Il est de bon ton, dans nos milieux bourgeois, de bouder le mariage comme une tradition ringarde ou un machin catho. Les intégristes s’en réjouiraient presque, parce qu’ils sont ainsi en train, symboliquement, de reprendre subrepticement possession de l’un des plus anciens espaces de liberté républicaine. Les protestants pour leur part devraient s’en souvenir, eux qui n’avaient obtenu que par un Édit de tolérance (1787) le droit de faire inscrire leurs mariages sur les registres des paroisses. Le droit de se marier en dehors de l’Église, c’est-à-dire en fait en dehors de sa communauté, est donc une conquête de l’esprit républicain et des Droits de l’homme. Une conquête récente et fragile, et promenez-vous un peu de par le monde : le libre droit de mariage est un bon baromètre des libertés publiques effectives. Mais chez nous c’est une conquête qui semble tellement acquise que plus personne ne voudrait se battre pour elle.

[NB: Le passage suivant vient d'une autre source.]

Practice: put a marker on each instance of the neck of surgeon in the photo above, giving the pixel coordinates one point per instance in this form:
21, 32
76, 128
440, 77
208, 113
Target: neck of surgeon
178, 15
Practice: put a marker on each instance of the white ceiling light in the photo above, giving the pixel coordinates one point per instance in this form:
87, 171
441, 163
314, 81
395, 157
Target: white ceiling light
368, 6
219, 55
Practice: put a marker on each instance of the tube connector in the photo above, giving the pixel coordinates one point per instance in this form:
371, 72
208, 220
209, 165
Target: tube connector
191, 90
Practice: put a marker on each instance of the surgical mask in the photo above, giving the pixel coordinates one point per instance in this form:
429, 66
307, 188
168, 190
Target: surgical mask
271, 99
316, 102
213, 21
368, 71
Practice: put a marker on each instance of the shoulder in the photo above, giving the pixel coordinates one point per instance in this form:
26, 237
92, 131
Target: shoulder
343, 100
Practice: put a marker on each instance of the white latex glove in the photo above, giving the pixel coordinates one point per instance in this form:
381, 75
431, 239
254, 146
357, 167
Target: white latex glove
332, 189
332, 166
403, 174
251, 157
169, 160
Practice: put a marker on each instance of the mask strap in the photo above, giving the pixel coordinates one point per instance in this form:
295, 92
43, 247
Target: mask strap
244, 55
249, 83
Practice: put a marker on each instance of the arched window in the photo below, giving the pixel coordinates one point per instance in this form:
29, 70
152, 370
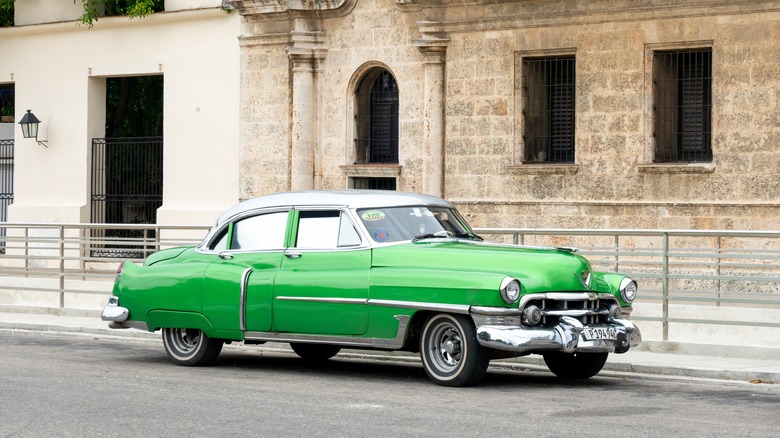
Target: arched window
376, 139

Les concubins d’aujourd’hui n’ont pas besoin de mettre leur signature au bas d’un parchemin pour que leur amour, plus solide peut-être d’être livré à la sincérité fragile du sentiment amoureux, dure souvent plus longtemps que les amours officialisées des couples mariés, dont on connaît les adultères hypocrites, les divorces et les échecs. Même le divorce est dévalué, et comme le dit Cary Grant dans La dame du vendredi (de Howard Hawks, 1940), ce n’est qu’un bout de papier devant un maire! Bref, en dehors des homosexuels, les gens bien n’ont plus besoin de se marier. L’assentiment mutuel et privé suffit. Pourquoi ce rituel archaïque et vulgaire, presque bestial, pourquoi cette prise de possession publique l’un de l’autre ? Et si ce n’est pour faire plaisir aux grands-parents, pourquoi maintenir cette idée surannée d’un « engagement » ?

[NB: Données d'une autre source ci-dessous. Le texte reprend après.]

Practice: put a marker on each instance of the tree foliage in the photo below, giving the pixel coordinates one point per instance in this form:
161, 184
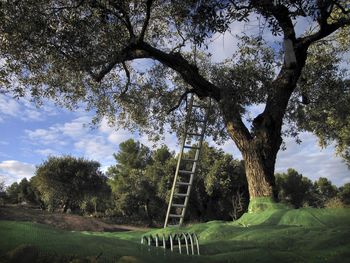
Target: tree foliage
86, 51
143, 191
68, 182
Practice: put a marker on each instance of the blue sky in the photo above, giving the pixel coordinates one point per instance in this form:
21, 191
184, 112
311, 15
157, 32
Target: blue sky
28, 135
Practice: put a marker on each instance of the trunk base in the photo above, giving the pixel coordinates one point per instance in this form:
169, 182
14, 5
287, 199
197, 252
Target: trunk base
260, 204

Avant de le laisser entièrement tomber en déshérence, il ne serait toutefois pas inutile de nous pencher un peu sur ce que nous abandonnons. Disons-le tout de suite : le mariage réactionnaire ne mérite que la privatisation libérale que nous venons de décrire. Un mariage qui signifierait la subordination de la femme à l’homme dans l’économie domestique, ou la subordination du couple à l’obligation de la reproduction et à l’éducation qui en serait la seule finalité (cela apparaît parfois aussi dans l’union libre), mérite le divorce, comme le montrait le poète John Milton dans son traité du divorce. Et peut-être fallait-il passer par cette longue période de concubinage sans règles pour briser ce mariage-là, opérer une véritable émancipation de la femme et libérer le mariage comme libre alliance entre deux être égaux. Il fallait que le lien soit lui-même assez libre pour former l’un par l’autre deux être capables d’interpréter ensemble la différence des sexes sans répéter des rôles tout faits (qui sont d’ailleurs eux-mêmes le résultat d’une longue et complexe histoire).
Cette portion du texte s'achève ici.